"The Opposite of Butterfly Hunting: The Tragedy and The Glory of Growing Up" by Evanna Lynch, Review
- Ann Mifsud Depasquale
- Feb 1, 2025
- 2 min read
Recently, I've found myself really enjoying reading memoirs. The opportunity they provide me, to peep into another's intimate, private, secret life - I find this opportunity invaluable. As a thoughtful person, always keen on building deep connection and understanding the behaviour of others, memoirs have become good friends of mine.
"The Opposite of Butterfly Hunting" first crossed my radar during a school book fair. I immediately recognize the name of the authress to be "Luna Lovegood" and hence I quickly intrigued. After flipping through a few random pages I felt quite nausausted and decided it was best not to read this book quite as yet, because I deemed it too triggering.
A few weeks back, my Christmas present arrived in the post - a beautiful pink kindle! And I decided I needed an excellent, emotionally-provoking book to start off my journey, being a kindle user. "The Opposite of Butterfly Hunting" came to mind, and so, this was the first book to grace my kindle.
I found that I relate to Evanna in many ways - the feeling of worthlessness and incompetence in light of others' beauty, the fear and dread towards the inevitable reality of growing up, the delicate and beautiful relationship towards the mother figure.
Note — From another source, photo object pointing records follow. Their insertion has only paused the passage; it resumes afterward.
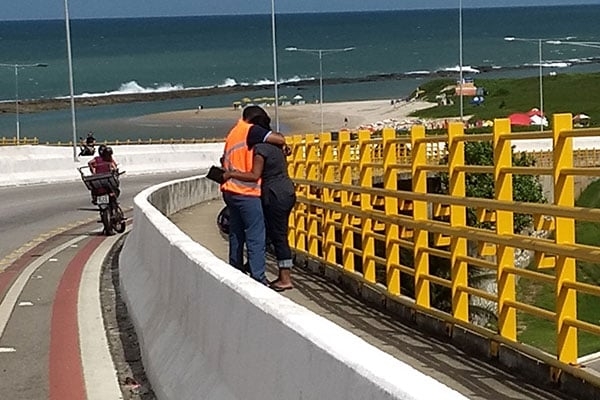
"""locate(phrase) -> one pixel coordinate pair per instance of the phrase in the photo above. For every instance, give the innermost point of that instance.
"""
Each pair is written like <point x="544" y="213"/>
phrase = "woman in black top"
<point x="278" y="194"/>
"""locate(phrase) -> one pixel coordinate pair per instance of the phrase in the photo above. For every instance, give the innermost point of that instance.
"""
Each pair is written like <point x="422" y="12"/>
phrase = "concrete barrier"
<point x="21" y="165"/>
<point x="209" y="332"/>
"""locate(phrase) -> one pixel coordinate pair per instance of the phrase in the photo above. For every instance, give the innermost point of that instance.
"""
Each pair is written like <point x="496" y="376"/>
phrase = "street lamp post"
<point x="276" y="83"/>
<point x="320" y="53"/>
<point x="460" y="59"/>
<point x="71" y="91"/>
<point x="16" y="68"/>
<point x="541" y="74"/>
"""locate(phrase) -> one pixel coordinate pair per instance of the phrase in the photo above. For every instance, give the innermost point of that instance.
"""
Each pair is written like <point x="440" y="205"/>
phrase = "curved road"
<point x="29" y="213"/>
<point x="52" y="336"/>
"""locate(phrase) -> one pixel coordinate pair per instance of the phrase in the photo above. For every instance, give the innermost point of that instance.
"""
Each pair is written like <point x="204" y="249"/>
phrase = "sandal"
<point x="278" y="288"/>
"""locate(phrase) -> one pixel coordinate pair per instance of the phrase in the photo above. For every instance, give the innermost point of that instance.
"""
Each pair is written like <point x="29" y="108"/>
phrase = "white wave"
<point x="551" y="64"/>
<point x="465" y="68"/>
<point x="229" y="82"/>
<point x="264" y="82"/>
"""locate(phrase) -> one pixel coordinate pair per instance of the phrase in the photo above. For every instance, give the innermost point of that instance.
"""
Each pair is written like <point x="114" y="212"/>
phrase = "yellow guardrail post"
<point x="297" y="233"/>
<point x="345" y="168"/>
<point x="505" y="258"/>
<point x="566" y="298"/>
<point x="366" y="230"/>
<point x="312" y="174"/>
<point x="458" y="218"/>
<point x="420" y="239"/>
<point x="390" y="182"/>
<point x="328" y="176"/>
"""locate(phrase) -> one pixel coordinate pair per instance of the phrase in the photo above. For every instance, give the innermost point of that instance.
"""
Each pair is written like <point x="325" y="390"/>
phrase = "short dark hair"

In fact, I've highlighted numerous quotes that resonate profoundly with me. One notable one being; "someday, someone who wasn't my mother would have to love me, and I wasn't sure they ever would".
It is such a special and surreal feeling, to feel yourself being represented in a piece of art - be it literature, song, or theatre. It bring such a serene sense of safety. This is what this book was for me, and I can only describe it as utterly healing and wildly cathartic.
I do have some criticisms, though. At some points the novel felt excessively dragging. Beyond the point where the Harry Potter films had wrapped up filmed, all the nit-picky descriptions felt tedious and tiring. And please, reader, don't interpret this the wrong way but at certain times Evanna came across as an insufferable character and I'd had enough with her negative thought spirals. But maybe that's the whole point? That's the message she's trying to convey? To show what a disorder can do to a person?
This book feels ... Unfinished. It did not end with the protagonist healing. With the protagonist finding love for her body. With the protagonist revealing some great truth about the meaning behind her life and existence. It just felt like the protagonist is trapped in a limbo of eternal hatred. So it was a bit odd - because I couldn't really find the point of this novel, perse. I'm a bit confused all in all.